Hoe werkt de grondexploitatie financieel?
De gemeentelijke grondexploitatie bestaat uit een saldo van kosten en opbrengsten (beschouwd
vanuit de gemeente). Het saldo van de kosten en de opbrengsten per locatie is het resultaat van een
grondexploitatie. Dit saldo kan zowel positief zijn (opbrengsten hoger dan de kosten), alsook negatief zijn
(opbrengsten lager dan de kosten).
Tot de kosten van de grondexploitatie kunnen worden gerekend (o.a.) de kosten van verwerving van
gronden en eventuele opstallen in het plangebied, de kosten van het ontwerp, de kosten van milieukundig,
archeologisch, cultuurhistorisch en akoestisch onderzoek, de kosten van bodemsanering, ophogen en andere
grondwerken, de kosten van aanleg en inrichting van de openbare ruimte en groenvoorzieningen, de kosten
van de aanleg van nutsvoorzieningen, riolering en parkeervoorzieningen, de kosten van de inzet van het
gemeentelijk apparaat en de kosten van planschade. En aangezien de kosten van de gemeentelijke grondexploitatie vaak vele jaren voor de opbrengsten uitgaan, komen ook de kosten van voorfinanciering, rentelasten en tijdelijk beheer voor rekening van de gemeente.
De inkomsten uit gronduitgifte gelden als de belangrijkste bron van opbrengsten van de grondexploitatie.
Andere bronnen van opbrengsten zijn subsidies en bijdragen van derden.
Een belangrijk onderdeel van de grondexploitatie is de risicoparagraaf. We weten van te voren al dat de
einduitkomst die in de grondexploitatie wordt gepresenteerd nooit de werkelijke einduitkomst zal zijn. Er zijn
vele factoren die het eindresultaat kunnen beïnvloeden.

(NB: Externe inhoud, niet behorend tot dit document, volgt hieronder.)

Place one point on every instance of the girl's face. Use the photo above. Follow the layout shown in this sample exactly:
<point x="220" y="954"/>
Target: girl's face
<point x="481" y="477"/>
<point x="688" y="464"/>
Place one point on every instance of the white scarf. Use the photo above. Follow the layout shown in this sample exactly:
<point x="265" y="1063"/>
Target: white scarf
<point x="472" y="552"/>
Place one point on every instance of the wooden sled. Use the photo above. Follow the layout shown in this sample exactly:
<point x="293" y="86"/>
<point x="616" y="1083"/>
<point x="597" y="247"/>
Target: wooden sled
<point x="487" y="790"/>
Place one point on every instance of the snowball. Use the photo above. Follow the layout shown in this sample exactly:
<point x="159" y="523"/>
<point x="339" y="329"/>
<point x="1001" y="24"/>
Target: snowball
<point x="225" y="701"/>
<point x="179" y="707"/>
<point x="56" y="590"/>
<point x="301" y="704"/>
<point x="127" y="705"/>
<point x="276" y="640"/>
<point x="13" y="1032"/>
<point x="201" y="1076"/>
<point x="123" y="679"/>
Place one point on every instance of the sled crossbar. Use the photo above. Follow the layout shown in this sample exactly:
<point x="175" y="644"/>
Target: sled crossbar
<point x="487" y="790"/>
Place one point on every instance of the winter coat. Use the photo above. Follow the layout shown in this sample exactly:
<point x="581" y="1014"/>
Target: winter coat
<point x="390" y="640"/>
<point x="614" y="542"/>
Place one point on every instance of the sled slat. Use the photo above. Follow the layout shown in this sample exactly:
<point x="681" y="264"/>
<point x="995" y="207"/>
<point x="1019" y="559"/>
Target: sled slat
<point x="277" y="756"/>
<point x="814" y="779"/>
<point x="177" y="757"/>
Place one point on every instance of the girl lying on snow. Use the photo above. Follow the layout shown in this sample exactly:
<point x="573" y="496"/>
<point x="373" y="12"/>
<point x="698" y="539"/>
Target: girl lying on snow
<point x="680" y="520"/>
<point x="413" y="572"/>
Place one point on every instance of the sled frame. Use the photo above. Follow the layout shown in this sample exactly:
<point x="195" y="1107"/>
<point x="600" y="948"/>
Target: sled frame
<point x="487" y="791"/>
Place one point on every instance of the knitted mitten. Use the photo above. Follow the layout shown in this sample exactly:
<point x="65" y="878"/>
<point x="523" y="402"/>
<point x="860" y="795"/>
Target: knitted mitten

Het Besluit Begroting en Verantwoording (BBV) verplicht gemeenten vanaf 2004 bij de begroting en het jaarverslag een programmaplan/verantwoording op te stellen met daarin een paragraaf over het grondbeleid. In deze paragraaf die de raad vaststelt, moet het college bij de begroting expliciet aangeven wat het te voeren grondbeleid in het komende jaar zal zijn en tevens legt zij verantwoording af over het gevoerde grondbeleid van het afgelopen begrotingsjaar. In 2016 is een wijziging doorgevoerd in het BBV waardoor de categorie ‘Niet in exploitatie genomen gronden’ is komen te vervallen. Er wordt een strikter onderscheid gemaakt in gronden die in exploitatie zijn genomen en overige gronden en terreinen.
In het BBV worden eisen gesteld aan de grondexploitaties en de informatie die hierover aan de gemeenteraad moeten worden verstrekt. Het gaat daarbij om het volgende:
- Planexploitaties worden door de raad vastgesteld. Dit in verband met het budgetrecht van de gemeenteraad. Het gaat daarbij niet alleen over de inhoud van het planexploitatie, maar ook over de jaarschijven. Met de vaststelling van de jaarschijven door de gemeenteraad kunnen uitgaven ter uitvoering van de planexploitaties op een rechtmatige wijze geschieden. Een overschrijding van een jaarschijf leidt tot onrechtmatigheid en moet daarmee verklaard/toegelicht worden.
- Jaarlijks moet een herziening van de planexploitaties plaatsvinden. Hierover is het volgende opgenomen: “… een actualisatie van het grondexploitatiecomplex en de grondexploitatiebegroting met planinhoudelijke wijzigingen, dan wel autonome wijzigingen met materiële financiële gevolgen, moet opnieuw door de raad worden vastgesteld… ” (zogenaamde stellige uitspraak).
Verwachte nadelige financiële resultaten worden door middel van het vormen van een voorziening via de Winst- en Verliesrekening, op basis van contante waarde ten laste van de saldireserve gebracht. Verwachte positieve resultaten worden genomen bij het afsluiten van de planexploitaties. Tussentijdse winstneming wordt toegepast conform de richtlijn BBV (% gerealiseerde kosten x % gerealiseerde opbrengsten x winstverwachting).
Strategische gronden
Binnen de regels van de BBV zijn er geen strategische gronden meer, dit zijn de zogenaamde 'niet in exploitatie genomen gronden' afgekort NIEGG's. Alle gronden waarbij (nog) geen sprake is van een raadsbesluit met de vaststelling van de planexploitatie, worden gezien als grond met een vaste bestemming en worden verantwoord onder de materiële vaste activa.